By Lamin Cham
Since the beginning of the new year, more than one hundred pharmacies or drugstores across the country have been ordered to close and drugs removed from them allegedly on the orders of the Medicine Control Agency and the Pharmacy Council.
Scores of the aggrieved operators who spoke to The Standard questioned the rationale behind the decision describing it as an act of highhandedness that has caused heavy losses to the affected operators and rendering many jobless.
According to the affected persons, the closures were done by inspectors from the Medicine Control Agency whose role they claimed should have just stopped at checking the quality of drugs and not registration matters which they said should be the role of the Pharmacy Council.
“But since the same persons serve on both bodies, there is little surprise there is no visible separation of their roles,” one of the affected operators said.
They further stated that the reason given for the closures, non-proper registration, is irrational as any change in the regulation should have been adequately disseminated to the actors and a process started to get them regularized. They said that’s better than a hash and rushed approach that resulted in the loss of revenue for the affected operators.
Another source said the nature of the composition of the Pharmacy Council and the Medicine Control Agency smack of double standards. “The chairman of the Pharmacy Council for instance is a Principal inspector in The Medicine Control Agency which gives him unlimited powers and possible conflict of interest since some members of the regulatory bodies are license holders themselves who rented their licenses to mainly foreign importers.

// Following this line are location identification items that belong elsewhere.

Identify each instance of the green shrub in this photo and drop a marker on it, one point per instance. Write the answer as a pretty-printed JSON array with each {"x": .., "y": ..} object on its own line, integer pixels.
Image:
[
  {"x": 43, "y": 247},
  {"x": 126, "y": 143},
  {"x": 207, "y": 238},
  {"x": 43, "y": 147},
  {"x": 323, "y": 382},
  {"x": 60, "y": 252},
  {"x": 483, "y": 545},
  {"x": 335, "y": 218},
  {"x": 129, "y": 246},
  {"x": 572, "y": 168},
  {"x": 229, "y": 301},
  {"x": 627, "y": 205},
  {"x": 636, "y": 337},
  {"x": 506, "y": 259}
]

“How can you regulate fairly between operators some of whom are using your own licenses,” one aggrieved operator queried.
He also alleged that since the closure of the drug stores, the regulatory bodies have introduced an additional license that now enables one to hold two retail and one wholesale licenses as opposed to the past when one can have a maximum of only two licenses.
“Are these new licenses authorized and by who?” one asked.
Meanwhile The Standard contacted a seasoned professional familiar with the issues who averred that the drastic decision to close drug stores across the country because of alleged non-proper registration may appear to be in order but it should be put in proper perspective.
“The first thing is that these groups of people were classified as Category C licenses which was linked to the Primary Health Care System that enabled remote communities far from health posts to access basic drugs like Paracetamol, Cough syrups etc. Though the license does not allow them to extend them to operate drug stores but the prompt order to close them has not only impacted on the revenue of the operators but the communities they are in will immediately feel their absence. So the lesson to learn is that every change should be managed and gradual instead of a radical approach,” he said.
According to our resource person, the next logical question that should be asked is whether an inventory has been done on the drugs seized from the closed drug stores and where they are kept.
“Are the high authorities at the Ministry of Health aware of the whereabouts of the drugs seized and how much are they and when are they expiring?” he asked.
An independent observer who spoke to The Standard advised the Ministry of Health and the new government to swiftly look into the importation, registration and regulation of drugs and pharmacies in the country to avoid another crisis in the health sector.
“The whole environment needs to be checked because where you have regulators of a sector being business operators themselves, there cannot be transparency. There is a general feeling that the whole business revolves around few powerful individuals who are either in the regulatory bodies or their favoured circle of friends, putting many genuine Gambians out of the business,” he observed.
Meanwhile The Standard for two days tried to get comments from both the Medicine Control Agency and the Pharmacy Council without success.
Essa Marena, the chairman of the Pharmacy Council when contacted said his office has a protocol to be followed before media interviews are granted. He refereed us to the Medicine Control Agency whose head Makiew Janneh initially accepted to talk to The Standard provided we call before coming.
The Standard made repeated calls and sent texts but she would not respond though a colleague of hers said she was willing and waited for our calls before going ahead to attend to other pressing matters such as an imminent international conference her office is involved in preparing.
The Standard will be happy to hear from both the Council and the Agency on this matter.